At Emory, she founded the Institute for Women's Studies, which under her leadership became the first in the nation to offer a doctoral program in the field. She served as its director until 1991.
Her evolution from left-leaning feminist to a conservative public intellectual became evident in the 1990s, when she began to voice reservations about such issues as abortion and women in the workplace.

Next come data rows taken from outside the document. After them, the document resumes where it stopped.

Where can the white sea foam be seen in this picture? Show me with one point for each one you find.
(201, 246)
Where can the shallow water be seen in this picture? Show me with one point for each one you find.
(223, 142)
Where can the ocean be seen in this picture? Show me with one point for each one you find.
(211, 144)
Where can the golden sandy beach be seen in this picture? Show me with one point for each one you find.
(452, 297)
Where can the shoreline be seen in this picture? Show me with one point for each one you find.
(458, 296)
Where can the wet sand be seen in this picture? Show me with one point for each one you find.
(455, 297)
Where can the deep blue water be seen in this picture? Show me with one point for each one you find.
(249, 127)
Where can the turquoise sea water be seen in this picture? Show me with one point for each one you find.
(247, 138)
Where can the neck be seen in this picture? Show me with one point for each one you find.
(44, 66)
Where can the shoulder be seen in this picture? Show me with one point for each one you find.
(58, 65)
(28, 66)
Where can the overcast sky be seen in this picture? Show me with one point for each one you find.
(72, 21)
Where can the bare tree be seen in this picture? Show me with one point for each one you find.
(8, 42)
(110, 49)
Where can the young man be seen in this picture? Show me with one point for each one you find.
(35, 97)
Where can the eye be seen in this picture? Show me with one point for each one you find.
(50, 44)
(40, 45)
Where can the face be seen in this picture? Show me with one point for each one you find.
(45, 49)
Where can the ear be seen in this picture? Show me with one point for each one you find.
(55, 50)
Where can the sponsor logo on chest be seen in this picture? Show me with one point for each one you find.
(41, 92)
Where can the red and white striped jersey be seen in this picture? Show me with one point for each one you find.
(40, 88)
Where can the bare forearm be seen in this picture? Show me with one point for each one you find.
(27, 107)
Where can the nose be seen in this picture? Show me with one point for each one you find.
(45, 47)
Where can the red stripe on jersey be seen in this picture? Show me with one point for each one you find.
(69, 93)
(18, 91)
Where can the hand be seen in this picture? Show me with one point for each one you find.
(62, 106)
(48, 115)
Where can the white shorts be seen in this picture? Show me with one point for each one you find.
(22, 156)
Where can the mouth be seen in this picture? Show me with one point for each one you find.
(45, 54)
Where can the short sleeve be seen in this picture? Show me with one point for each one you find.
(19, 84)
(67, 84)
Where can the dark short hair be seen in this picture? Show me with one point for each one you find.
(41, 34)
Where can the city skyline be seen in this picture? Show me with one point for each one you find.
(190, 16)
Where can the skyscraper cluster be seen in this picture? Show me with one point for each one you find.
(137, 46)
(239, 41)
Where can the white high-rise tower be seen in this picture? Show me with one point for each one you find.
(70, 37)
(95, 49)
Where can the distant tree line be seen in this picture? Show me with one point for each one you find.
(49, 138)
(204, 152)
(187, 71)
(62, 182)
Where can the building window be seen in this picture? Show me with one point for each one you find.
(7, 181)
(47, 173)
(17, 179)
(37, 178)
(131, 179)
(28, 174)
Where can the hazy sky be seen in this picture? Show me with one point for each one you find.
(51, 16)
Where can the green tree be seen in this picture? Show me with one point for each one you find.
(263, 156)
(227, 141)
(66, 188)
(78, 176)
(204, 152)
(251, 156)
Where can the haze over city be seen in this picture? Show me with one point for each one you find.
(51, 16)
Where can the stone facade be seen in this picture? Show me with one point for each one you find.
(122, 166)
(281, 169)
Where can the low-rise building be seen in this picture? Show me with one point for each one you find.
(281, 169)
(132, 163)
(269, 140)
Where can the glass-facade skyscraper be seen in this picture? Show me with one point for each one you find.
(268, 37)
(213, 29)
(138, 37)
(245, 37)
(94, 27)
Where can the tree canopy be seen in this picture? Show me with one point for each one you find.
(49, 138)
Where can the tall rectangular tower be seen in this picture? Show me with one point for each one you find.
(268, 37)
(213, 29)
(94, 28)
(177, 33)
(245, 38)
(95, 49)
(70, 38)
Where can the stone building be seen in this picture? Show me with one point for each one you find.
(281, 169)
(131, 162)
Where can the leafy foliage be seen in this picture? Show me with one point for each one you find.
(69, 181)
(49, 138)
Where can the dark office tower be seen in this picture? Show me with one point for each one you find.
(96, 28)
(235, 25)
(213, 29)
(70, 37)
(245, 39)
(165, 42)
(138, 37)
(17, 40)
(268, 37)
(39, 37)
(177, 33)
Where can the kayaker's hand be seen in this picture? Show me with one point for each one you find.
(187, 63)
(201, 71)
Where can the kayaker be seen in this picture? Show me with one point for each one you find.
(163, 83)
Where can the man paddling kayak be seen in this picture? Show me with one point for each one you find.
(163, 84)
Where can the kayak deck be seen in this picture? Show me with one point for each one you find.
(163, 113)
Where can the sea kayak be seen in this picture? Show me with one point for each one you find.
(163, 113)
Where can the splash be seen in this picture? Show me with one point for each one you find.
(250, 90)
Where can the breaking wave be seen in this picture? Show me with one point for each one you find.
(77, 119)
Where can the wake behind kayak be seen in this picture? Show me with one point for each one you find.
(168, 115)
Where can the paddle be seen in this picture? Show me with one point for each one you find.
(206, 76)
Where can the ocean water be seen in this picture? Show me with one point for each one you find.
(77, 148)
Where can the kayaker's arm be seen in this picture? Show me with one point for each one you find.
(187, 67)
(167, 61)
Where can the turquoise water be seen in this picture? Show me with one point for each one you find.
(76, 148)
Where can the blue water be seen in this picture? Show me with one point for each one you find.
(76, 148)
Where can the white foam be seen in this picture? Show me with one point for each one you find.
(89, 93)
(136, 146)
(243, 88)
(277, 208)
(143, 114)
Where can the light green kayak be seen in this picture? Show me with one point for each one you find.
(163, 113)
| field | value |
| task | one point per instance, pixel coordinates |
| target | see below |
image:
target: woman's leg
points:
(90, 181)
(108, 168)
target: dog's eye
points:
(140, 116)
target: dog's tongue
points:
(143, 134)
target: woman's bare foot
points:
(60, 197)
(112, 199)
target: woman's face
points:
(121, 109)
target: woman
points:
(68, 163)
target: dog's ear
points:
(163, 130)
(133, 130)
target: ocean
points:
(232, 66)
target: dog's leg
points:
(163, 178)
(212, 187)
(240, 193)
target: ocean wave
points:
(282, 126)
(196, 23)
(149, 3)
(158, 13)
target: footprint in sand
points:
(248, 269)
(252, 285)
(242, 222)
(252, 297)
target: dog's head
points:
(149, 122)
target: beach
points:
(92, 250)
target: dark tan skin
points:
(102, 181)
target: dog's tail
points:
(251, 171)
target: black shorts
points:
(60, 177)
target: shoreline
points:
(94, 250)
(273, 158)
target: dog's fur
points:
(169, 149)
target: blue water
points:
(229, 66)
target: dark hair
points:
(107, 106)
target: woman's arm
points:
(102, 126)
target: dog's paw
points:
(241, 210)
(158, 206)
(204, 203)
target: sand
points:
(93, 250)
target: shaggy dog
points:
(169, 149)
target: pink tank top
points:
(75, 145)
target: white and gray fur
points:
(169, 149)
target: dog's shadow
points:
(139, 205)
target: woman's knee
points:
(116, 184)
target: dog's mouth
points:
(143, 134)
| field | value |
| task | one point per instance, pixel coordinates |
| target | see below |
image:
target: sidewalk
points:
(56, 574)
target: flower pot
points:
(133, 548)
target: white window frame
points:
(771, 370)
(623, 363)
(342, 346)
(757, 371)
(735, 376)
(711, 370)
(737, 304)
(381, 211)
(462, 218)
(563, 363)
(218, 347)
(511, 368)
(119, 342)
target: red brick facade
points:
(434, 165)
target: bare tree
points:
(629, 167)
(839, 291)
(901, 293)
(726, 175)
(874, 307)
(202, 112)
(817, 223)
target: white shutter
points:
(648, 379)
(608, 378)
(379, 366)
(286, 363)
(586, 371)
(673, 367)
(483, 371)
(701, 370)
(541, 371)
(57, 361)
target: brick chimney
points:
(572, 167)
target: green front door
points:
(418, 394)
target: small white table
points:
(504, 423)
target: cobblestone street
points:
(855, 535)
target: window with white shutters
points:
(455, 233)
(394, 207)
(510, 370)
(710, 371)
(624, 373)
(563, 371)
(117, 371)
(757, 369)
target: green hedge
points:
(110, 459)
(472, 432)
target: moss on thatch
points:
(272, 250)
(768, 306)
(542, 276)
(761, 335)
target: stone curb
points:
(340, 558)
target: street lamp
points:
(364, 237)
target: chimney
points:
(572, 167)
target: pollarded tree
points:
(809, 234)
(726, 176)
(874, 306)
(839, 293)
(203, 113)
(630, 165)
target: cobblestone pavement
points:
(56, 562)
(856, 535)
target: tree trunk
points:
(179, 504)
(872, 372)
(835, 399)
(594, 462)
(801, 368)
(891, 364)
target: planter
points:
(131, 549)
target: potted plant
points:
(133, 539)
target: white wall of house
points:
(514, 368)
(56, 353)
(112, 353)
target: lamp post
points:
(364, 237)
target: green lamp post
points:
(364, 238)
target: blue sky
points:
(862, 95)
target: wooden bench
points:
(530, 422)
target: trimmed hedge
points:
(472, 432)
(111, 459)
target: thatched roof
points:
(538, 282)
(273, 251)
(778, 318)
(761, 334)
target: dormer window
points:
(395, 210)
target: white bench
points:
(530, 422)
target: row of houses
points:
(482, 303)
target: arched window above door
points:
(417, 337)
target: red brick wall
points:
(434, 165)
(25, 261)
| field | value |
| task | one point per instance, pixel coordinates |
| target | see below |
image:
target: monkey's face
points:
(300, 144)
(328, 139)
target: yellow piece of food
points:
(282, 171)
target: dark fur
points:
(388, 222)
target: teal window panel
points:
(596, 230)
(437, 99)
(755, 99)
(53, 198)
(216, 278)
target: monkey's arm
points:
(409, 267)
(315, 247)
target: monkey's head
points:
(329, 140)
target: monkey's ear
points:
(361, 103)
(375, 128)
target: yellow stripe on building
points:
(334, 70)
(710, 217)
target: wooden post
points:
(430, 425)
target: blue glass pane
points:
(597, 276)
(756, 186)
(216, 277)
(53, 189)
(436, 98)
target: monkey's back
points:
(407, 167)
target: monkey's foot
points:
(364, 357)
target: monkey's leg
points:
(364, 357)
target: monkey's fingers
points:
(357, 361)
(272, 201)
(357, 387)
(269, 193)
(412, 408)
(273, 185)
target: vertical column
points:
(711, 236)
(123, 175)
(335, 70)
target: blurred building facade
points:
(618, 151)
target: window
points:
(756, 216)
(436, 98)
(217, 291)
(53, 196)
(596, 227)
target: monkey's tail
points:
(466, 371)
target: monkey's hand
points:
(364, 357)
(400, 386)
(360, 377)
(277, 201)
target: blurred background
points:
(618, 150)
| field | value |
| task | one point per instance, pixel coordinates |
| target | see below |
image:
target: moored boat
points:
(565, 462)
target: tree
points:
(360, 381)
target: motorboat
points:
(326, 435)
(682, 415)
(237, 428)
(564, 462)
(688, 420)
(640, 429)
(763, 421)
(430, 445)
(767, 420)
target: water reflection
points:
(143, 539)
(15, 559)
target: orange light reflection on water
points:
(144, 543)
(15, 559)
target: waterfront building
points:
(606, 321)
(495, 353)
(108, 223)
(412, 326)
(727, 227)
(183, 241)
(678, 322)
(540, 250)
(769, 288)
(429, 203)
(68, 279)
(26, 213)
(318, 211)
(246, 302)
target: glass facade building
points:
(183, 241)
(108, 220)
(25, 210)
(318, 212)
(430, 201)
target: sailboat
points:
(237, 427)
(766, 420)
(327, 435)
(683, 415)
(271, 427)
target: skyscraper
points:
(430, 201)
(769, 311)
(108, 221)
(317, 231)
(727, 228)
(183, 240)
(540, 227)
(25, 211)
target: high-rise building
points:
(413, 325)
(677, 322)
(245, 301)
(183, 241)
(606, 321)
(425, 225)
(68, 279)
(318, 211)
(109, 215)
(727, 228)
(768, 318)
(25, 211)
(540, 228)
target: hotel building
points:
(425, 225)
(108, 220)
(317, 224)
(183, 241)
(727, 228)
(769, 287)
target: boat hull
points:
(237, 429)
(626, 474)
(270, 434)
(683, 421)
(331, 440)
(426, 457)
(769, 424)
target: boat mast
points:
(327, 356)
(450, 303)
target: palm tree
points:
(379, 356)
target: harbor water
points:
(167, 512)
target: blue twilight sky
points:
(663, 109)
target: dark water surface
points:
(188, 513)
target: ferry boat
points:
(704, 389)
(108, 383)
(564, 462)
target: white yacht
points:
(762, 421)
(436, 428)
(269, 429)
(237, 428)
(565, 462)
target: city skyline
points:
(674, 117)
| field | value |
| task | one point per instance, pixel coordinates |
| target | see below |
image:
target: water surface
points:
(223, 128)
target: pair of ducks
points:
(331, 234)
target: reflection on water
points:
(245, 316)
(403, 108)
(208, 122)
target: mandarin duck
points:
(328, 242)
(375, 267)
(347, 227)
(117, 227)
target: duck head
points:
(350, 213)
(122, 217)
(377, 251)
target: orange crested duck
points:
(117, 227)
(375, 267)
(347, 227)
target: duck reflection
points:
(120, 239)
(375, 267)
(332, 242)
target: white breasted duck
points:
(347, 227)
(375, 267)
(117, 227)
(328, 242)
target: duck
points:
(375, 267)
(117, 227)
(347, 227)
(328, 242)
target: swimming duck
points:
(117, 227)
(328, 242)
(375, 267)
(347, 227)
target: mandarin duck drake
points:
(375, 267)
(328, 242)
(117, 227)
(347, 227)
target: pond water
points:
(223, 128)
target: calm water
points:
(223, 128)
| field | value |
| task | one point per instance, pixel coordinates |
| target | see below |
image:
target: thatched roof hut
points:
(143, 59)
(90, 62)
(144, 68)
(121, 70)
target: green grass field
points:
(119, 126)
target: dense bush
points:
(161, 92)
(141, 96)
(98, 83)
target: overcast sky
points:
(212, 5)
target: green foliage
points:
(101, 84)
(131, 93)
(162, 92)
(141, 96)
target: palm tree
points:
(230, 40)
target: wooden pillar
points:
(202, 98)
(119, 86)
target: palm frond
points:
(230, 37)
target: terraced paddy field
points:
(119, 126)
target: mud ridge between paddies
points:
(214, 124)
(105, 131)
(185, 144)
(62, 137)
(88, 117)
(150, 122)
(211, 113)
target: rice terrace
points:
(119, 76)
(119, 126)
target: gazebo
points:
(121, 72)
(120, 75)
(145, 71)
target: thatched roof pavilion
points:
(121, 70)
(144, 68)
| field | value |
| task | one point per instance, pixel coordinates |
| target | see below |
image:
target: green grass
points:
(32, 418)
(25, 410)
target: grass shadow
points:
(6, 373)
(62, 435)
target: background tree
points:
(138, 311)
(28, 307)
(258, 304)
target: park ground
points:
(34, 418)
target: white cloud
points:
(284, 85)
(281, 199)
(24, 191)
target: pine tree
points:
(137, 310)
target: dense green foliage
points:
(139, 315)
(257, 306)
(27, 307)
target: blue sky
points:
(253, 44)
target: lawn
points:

The titles of two of her books from that decade more than hint at the change in her thinking: "Feminism Without Illusions: A Critique of Individualism" (1991) and "Feminism Is Not the Story of My Life" (1996), an anecdotal account based on interviews with 40 women alienated by the contemporary feminist movement.
In the first book, Fox-Genovese argued that feminism and the American belief in individualism had proved "at best a mixed blessing for women who, freed from community domination, face society with inadequate protection."
She urged greater consideration of women's "special roles as bearers and rearers of children," a theme she continued to develop in the second book, which proposed such solutions as more part-time work with benefits and special individual retirement accounts to pay for extended maternity leaves that a woman could contribute to as soon as she entered the workforce.
Some reviewers favorably compared the author to Betty Friedan, the late feminist leader who in later years became more conservative in her calls for family-friendly feminism. Fox-Genovese "has brought balance, careful academic intelligence to a public debate that has been too often characterized by cheap polemics," Katie Roiphe wrote in the Washington Post.